Perbandingan Kurs BCA dengan Bank Lain
Dalam pemantauan kurs jual beli di delapan bank besar nasional, kurs jual BCA berada di kisaran Rp16.880 hingga Rp17.005 per dolar AS, tergantung jenis transaksi. Angka ini masih berada di tengah rentang pergerakan bank-bank besar lainnya, yang mencatat kurs jual antara Rp16.870 hingga Rp17.020 per dolar AS.
Untuk kurs beli, kurs beli BCA tercatat di rentang Rp16.705 hingga Rp16.860 per dolar AS. Nilai tersebut juga relatif kompetitif dibandingkan bank lain, meski masih dipengaruhi oleh jenis layanan yang digunakan nasabah.
Jenis Kurs BCA yang Perlu Diketahui
Nasabah perlu memahami perbedaan jenis kurs BCA dolar agar bisa memilih layanan yang paling sesuai dengan kebutuhan:
-
e-Rate BCA: Berlaku untuk transaksi valas melalui e-Banking, biasanya menawarkan kurs paling kompetitif.
-
TT Counter BCA: Berlaku saat transaksi dilakukan langsung di counter cabang BCA.
-
Bank Notes BCA: Digunakan untuk transaksi jual beli valas dalam bentuk uang tunai fisik.
Perbedaan jenis transaksi ini membuat kurs BCA hari ini bisa bervariasi meski dalam hari yang sama, tergantung kanal yang digunakan nasabah.

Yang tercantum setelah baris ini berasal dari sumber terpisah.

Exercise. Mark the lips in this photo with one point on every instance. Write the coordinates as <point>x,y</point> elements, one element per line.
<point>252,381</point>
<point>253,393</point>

Kurs BCA Jadi Acuan Nasabah dan Pelaku Usaha
Pergerakan kurs BCA menjadi acuan penting bagi nasabah individu, pelaku usaha, hingga importir dan eksportir. Fluktuasi kurs beli BCA dan kurs jual BCA berdampak langsung pada biaya transaksi internasional, pembayaran impor, hingga perencanaan keuangan perusahaan.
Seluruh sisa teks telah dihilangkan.